# College Data Exploration and Regression

Coded by Luna McBride

In [None]:
# This Python 3 environment comes with many helpful analytics libraries installed
# It is defined by the kaggle/python Docker image: https://github.com/kaggle/docker-python
# For example, here's several helpful packages to load

import numpy as np # linear algebra
import pandas as pd # data processing, CSV file I/O (e.g. pd.read_csv)

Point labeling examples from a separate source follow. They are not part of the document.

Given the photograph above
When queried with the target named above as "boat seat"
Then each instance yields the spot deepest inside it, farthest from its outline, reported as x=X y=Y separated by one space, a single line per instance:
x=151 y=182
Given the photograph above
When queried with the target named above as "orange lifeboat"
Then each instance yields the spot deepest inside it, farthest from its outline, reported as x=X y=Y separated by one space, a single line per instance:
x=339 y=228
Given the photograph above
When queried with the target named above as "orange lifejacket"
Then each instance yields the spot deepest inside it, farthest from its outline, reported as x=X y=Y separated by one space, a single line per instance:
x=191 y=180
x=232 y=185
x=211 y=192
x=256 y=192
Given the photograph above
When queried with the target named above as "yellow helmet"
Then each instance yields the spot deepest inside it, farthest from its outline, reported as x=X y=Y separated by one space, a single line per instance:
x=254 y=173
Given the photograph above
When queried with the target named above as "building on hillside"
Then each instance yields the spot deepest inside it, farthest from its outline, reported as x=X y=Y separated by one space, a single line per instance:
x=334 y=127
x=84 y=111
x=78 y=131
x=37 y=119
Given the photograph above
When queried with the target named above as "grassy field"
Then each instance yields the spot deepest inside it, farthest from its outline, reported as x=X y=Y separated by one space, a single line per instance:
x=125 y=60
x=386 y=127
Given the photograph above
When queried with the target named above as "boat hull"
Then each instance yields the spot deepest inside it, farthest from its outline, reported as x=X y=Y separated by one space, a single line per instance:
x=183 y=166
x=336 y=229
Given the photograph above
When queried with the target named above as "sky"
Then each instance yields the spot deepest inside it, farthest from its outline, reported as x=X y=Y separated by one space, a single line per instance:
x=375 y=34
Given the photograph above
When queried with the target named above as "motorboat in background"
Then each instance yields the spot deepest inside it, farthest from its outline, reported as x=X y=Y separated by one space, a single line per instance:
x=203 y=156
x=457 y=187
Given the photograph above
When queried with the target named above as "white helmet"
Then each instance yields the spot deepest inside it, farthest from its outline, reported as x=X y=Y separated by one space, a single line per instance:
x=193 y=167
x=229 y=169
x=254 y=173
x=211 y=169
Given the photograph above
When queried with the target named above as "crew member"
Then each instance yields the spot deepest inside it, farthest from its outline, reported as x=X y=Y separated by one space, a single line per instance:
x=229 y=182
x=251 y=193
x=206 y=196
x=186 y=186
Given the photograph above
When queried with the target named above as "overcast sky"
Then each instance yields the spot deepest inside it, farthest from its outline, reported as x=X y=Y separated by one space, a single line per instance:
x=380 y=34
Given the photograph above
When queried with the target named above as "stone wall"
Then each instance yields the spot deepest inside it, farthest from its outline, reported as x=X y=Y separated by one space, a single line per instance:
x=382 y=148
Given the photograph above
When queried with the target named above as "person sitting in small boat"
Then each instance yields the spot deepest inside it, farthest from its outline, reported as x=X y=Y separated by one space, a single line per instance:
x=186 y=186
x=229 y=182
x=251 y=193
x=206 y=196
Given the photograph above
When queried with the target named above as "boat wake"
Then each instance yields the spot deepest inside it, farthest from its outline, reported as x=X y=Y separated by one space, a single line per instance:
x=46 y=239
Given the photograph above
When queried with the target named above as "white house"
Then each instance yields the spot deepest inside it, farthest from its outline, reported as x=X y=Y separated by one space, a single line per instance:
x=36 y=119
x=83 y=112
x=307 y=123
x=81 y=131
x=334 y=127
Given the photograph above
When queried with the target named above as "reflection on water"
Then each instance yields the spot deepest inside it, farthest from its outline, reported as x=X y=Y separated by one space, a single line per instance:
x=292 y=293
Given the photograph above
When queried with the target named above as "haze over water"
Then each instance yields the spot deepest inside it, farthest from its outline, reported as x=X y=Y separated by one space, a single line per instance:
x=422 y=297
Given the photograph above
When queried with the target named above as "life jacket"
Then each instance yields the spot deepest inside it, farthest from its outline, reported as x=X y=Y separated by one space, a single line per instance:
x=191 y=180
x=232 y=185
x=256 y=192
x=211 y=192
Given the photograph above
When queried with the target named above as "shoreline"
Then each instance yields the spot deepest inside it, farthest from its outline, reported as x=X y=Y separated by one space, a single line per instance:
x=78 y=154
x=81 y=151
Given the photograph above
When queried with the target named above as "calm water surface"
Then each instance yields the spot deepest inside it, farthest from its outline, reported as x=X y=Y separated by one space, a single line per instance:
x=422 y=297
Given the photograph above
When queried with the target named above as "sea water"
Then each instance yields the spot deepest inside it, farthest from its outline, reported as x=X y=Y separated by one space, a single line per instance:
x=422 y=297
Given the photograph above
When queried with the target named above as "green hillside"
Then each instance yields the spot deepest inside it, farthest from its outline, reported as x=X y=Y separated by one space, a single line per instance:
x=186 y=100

import matplotlib.pyplot as plt #Plotting
%matplotlib inline

from sklearn.model_selection import train_test_split #Split the data into train and test
from sklearn.ensemble import RandomForestRegressor #Forest for regression
from sklearn.metrics import mean_squared_error #Error testing

plt.rcParams['figure.figsize'] = (15,10) #Set the default figure size
plt.style.use('ggplot') #Set the plotting method

# Input data files are available in the read-only "../input/" directory
# For example, running this (by clicking run or pressing Shift+Enter) will list all files under the input directory

import os
for dirname, _, filenames in os.walk('/kaggle/input'):
    for filename in filenames:
        print(os.path.join(dirname, filename))

# You can write up to 20GB to the current directory (/kaggle/working/) that gets preserved as output when you create a version using "Save & Run All" 
# You can also write temporary files to /kaggle/temp/, but they won't be saved outside of the current session

In [None]:
college = pd.read_csv("../input/us-college-data/College_Data.csv") #Load the college data into a dataframe
college.head() #Take a peek at the data

---

# Fix the Column Names

In [None]:
#Names to rename the columns to
newNames = ["collegeName", "isPrivate", "numApps", "numAccept", "numEnroll", "top10Stud", "top25Stud", "fulltime",
            "parttime", "outstateCost", "roomCost", "bookCost", "personalCost", "teachWithPHD", "teachWithTerminal",
           "studFacRatio", "alumWhoDonate%", "expendPerStud", "gradRate"]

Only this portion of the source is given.